Chasing Clean Data (and Catching Most of It)

August 20, 2025

Data hunts rarely start glamorous. Ours began with a simple question: where do we find a reliable, national list of farmers markets? Then came spreadsheets, acronyms, and a lot of “huh, that’s interesting.”

The short version

We sourced a national directory, normalized it into a clean, portable database, added guardrails for trust, and exposed it via an API that’s fast enough for maps and simple enough for people. Not perfect yet—but solid, explainable, and built to improve.

Where the data comes from

We started with a publicly available farmers market directory (think: the big national one). It’s broad, reasonably current, and—like all real-world datasets—a little messy around the edges. Our first pass brought in ~7,000 markets with fields like name, city, state, ZIP, latitude/longitude, phone, website, and whether the market accepts SNAP.
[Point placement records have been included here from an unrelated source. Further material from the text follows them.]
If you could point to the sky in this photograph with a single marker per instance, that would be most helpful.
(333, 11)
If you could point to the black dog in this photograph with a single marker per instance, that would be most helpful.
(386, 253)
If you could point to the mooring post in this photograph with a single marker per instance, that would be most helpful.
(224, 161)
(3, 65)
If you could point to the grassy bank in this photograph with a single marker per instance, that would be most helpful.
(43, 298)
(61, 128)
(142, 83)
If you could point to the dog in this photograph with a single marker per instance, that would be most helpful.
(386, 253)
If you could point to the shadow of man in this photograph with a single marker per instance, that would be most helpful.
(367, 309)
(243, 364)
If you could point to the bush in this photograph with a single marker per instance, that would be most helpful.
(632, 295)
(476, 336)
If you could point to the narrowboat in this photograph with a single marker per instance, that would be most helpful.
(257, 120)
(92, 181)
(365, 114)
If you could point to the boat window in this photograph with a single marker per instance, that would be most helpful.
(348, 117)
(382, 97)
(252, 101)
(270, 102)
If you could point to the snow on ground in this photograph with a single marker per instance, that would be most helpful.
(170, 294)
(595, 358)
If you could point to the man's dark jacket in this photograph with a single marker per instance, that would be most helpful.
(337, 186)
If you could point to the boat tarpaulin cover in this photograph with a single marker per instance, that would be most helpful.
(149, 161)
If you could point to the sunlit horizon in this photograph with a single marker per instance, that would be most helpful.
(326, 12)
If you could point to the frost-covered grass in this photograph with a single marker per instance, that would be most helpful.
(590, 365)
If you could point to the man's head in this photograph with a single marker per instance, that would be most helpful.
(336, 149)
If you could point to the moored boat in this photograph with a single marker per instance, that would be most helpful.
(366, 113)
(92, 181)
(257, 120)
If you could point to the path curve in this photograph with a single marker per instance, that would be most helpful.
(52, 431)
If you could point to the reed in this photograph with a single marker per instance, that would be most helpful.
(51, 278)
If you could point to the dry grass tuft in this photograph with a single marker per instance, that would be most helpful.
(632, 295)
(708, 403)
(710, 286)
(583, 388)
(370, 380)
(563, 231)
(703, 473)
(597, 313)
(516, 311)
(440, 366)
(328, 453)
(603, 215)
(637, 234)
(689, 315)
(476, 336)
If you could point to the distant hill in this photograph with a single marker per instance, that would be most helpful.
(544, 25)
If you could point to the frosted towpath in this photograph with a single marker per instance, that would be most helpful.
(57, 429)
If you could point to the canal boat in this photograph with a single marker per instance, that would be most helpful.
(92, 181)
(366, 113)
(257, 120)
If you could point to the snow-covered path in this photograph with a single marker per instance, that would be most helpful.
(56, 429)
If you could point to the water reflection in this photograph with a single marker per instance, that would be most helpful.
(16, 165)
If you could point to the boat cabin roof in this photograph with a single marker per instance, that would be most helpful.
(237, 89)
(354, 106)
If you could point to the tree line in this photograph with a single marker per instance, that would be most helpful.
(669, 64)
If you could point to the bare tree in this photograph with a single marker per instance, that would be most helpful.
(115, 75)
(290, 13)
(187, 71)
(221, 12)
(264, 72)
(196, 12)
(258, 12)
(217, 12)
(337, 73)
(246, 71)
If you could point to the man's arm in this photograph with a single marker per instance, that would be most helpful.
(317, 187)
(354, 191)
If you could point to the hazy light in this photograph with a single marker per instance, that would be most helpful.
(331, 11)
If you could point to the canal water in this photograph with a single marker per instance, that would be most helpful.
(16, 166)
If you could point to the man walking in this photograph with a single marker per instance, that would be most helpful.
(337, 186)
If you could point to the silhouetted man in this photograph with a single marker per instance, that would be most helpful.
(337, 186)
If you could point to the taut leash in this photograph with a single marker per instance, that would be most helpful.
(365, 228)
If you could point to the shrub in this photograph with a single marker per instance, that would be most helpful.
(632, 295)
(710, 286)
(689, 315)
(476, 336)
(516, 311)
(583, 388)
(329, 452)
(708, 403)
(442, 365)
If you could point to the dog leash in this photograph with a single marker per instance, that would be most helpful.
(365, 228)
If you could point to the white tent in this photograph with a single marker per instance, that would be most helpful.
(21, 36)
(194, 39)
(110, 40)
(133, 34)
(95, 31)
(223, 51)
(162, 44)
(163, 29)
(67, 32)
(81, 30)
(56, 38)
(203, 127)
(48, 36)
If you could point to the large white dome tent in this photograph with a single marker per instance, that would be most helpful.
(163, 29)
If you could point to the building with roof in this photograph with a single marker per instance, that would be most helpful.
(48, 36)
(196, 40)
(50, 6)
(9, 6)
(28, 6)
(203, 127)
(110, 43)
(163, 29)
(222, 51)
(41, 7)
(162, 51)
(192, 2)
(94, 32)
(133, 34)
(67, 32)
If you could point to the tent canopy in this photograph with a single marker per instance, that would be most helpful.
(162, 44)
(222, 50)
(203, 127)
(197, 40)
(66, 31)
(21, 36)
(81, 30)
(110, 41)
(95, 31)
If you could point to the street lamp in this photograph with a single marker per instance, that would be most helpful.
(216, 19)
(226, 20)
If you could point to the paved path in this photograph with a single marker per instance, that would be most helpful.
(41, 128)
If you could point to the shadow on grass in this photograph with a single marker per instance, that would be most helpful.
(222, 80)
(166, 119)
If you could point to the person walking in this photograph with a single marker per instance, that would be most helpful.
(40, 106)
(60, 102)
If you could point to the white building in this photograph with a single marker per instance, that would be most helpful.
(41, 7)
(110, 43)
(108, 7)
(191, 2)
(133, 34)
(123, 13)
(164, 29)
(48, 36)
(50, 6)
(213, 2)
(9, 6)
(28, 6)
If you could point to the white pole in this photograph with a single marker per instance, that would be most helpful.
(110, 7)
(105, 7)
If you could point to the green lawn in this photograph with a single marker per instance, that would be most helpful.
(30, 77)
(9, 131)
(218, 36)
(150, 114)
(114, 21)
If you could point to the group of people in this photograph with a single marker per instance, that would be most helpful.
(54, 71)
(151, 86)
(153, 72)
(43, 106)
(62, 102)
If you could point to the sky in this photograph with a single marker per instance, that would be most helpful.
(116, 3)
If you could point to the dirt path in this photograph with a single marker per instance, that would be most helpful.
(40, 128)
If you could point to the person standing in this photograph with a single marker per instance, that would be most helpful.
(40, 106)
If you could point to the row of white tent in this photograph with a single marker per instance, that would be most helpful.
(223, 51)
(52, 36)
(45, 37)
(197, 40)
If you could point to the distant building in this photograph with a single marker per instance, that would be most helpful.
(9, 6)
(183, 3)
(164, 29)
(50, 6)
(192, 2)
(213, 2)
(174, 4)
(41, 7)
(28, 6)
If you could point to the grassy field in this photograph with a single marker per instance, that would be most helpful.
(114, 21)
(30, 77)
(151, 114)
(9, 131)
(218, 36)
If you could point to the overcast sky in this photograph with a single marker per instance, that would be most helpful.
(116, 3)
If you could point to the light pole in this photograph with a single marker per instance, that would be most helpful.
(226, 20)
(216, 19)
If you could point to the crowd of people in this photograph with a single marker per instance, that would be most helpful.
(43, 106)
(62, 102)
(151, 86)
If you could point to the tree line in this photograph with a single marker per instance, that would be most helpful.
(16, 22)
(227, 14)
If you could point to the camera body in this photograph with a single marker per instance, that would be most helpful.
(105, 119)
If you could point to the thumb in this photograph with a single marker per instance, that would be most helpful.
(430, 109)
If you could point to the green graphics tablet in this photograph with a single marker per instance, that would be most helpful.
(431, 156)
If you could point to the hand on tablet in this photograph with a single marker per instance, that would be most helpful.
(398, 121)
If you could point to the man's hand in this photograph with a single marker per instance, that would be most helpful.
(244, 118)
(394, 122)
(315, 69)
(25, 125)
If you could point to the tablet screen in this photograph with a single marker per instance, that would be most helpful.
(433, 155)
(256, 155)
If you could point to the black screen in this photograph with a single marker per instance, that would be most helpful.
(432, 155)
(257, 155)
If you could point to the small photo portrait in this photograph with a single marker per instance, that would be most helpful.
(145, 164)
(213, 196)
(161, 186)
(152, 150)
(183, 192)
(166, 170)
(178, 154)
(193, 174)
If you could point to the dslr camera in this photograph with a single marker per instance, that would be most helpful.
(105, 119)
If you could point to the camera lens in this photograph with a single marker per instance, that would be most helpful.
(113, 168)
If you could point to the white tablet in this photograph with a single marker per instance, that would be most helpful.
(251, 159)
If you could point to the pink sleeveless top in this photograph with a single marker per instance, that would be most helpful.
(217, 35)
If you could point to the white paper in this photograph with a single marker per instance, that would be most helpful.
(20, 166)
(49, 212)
What “clean” means to us (for now)

  • Consistent columns: markets get the same shape—name, city, state, zip, lat, lon, website, phone, accepts_snap—so the API and the UI can be boring (in the best way).
  • Stable IDs: if a source doesn’t provide one, we deterministically generate a market_id from key fields (name/city/state/zip/lat/lon). That keeps links stable even as we improve details later.
  • Duplicates & weirdness: we flag likely dupes, watch for out-of-bounds coordinates, and keep an eye on suspicious ZIP/state combos.
  • SNAP awareness: we track accepts_snap now, with room to grow into richer EBT details as better sources come online.

How the API thinks

We designed endpoints around how people actually search:

  • By name or city when you already know what you want.
  • By state for broader browsing.
  • By map viewport (a bounding box) so we can fetch exactly what’s on screen without hammering the server.
  • By distance (lat/lon + radius) for “near me” use cases.
  • Limit/offset so pagination is predictable and fast.

The result: snappy queries that hold up well as we scale.

Quality checks (aka: don’t ship vibes)

  • Smoke tests ping health and a handful of queries.
  • Spot checks for outliers: coordinates near (0,0), oceans, or states that don’t match.
  • Link hygiene: websites that look parked or phones that look… creative… get flagged for review later.
  • Reproducibility: all of this is scripted, so updates don’t become a game of telephone.

Why we chose SQLite first

Because it’s perfect for this stage: a single file, easy to ship and diff, and more than fast enough for our queries. When we need more horsepower, we can move up the stack without changing how the API feels.

What we learned (and will keep doing)

  • Trust is a process. Start with one good source, normalize it, and layer improvements.
  • IDs matter. Stable IDs unlock bookmarks, shares, and updates without breaking links.
  • Maps need math. Viewport and radius queries make the UI feel instant—and keep costs down.
  • Small steps win. A steady loop of ingest → normalize → test beats “big bang” imports every time.

What’s next

  • Enrichment: expand EBT/SNAP details and add more attributes people care about (hours, seasonality, product focus).
  • Corrections: invite the community to submit fixes and verify them quickly.
  • Freshness: set a regular refresh cadence and make it visible on the site.
  • Observability: light metrics on API usage so we can spot hot spots and weird spikes early.

If you want to peek behind the curtain, here’s the commit history for this work (file adds, schema notes, and API tweaks included):
Repo → Commits: https://github.com/jspagnuolo/freshlocalharvest/commits/main

We’ll keep polishing. In the meantime, the data’s good enough to be useful—and that’s the whole point.